South Asia News
Blast kills British journalist, Afghan, US soldiers (Roundup)
Jan 10, 2010, 22:16 GMT

A burqa clad Afghan woman passes by US soldiers in Herat western Afghanistan on 10 January 2010. EPA/JALIL REZAYEE
Kabul - A reporter from the British weekly Sunday Mirror was among three people killed in a bomb explosion targeting a military patrol in southern Afghanistan, the British Defence Ministry said Sunday.
Rupert Hamer, a defence correspondent and Philip Coburn, a Mirror's photographer were 'embedded' with the US Marines in Nawa district of southern province of Helmand when the vehicle they were traveling in was hit by a roadside bomb, the statement said.
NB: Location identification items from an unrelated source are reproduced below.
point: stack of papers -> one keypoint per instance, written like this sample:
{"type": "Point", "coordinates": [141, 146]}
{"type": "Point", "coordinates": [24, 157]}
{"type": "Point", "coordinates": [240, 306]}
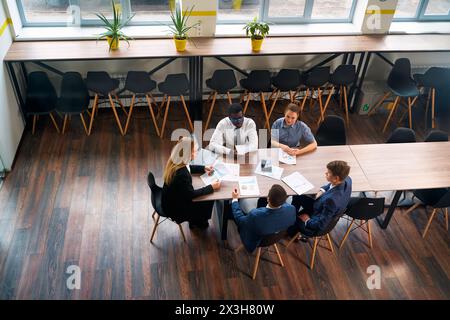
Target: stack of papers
{"type": "Point", "coordinates": [286, 158]}
{"type": "Point", "coordinates": [275, 173]}
{"type": "Point", "coordinates": [248, 186]}
{"type": "Point", "coordinates": [298, 183]}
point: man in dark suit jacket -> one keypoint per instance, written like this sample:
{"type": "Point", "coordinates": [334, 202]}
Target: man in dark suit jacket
{"type": "Point", "coordinates": [329, 201]}
{"type": "Point", "coordinates": [275, 217]}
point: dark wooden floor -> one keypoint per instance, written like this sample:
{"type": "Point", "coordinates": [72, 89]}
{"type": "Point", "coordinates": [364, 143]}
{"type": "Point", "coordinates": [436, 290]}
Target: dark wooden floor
{"type": "Point", "coordinates": [77, 200]}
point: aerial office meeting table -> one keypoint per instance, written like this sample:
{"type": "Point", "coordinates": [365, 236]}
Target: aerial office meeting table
{"type": "Point", "coordinates": [374, 167]}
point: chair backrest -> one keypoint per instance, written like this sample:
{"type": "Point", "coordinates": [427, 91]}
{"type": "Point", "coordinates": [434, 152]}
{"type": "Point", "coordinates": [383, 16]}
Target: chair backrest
{"type": "Point", "coordinates": [402, 135]}
{"type": "Point", "coordinates": [344, 74]}
{"type": "Point", "coordinates": [436, 136]}
{"type": "Point", "coordinates": [362, 208]}
{"type": "Point", "coordinates": [156, 196]}
{"type": "Point", "coordinates": [271, 239]}
{"type": "Point", "coordinates": [318, 77]}
{"type": "Point", "coordinates": [223, 80]}
{"type": "Point", "coordinates": [400, 73]}
{"type": "Point", "coordinates": [331, 132]}
{"type": "Point", "coordinates": [444, 202]}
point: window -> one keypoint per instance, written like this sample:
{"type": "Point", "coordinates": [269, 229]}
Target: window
{"type": "Point", "coordinates": [422, 10]}
{"type": "Point", "coordinates": [286, 11]}
{"type": "Point", "coordinates": [82, 12]}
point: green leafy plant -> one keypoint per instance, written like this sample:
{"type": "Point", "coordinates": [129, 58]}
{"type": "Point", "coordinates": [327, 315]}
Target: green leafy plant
{"type": "Point", "coordinates": [114, 27]}
{"type": "Point", "coordinates": [257, 30]}
{"type": "Point", "coordinates": [179, 27]}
Hamer died in the blast on the spot, while Coburn was 'in a serious but stable condition,' it said.
'A US Marine and an Afghan soldier were also killed in the blast, and four US Marines were seriously injured,' the statement said, but did not say when the incident took place.
More than 9,000 British soldiers and thousands of US Marines are stationed in Helmand, the province that witnessed the heaviest battle between the Taliban insurgents and NATO troops in 2009.
Prior to Sunday's announcement, Reporters Without Borders had stated that a total of 19 journalists, 11 of them foreign, had been killed in Afghanistan since the September 11, 2001 terrorist attacks on the United States.
Meanwhile, three workers of an aid organization were killed in the neighboring province of Uruzgan when their vehicle was blown up by a roadside bomb on Sunday, the Afghan Interior Ministry said in a statement.
Two other aid workers were wounded in the blast, it said, but did not identify the victims or the aid organization.
Taliban militants rely heavily on use of roadside bombings as part of their insurgency against the Afghan government and more than 110,000 international troops in the country. The militants carried out more than 3,000 of such attacks in 2009, the record number since their ouster.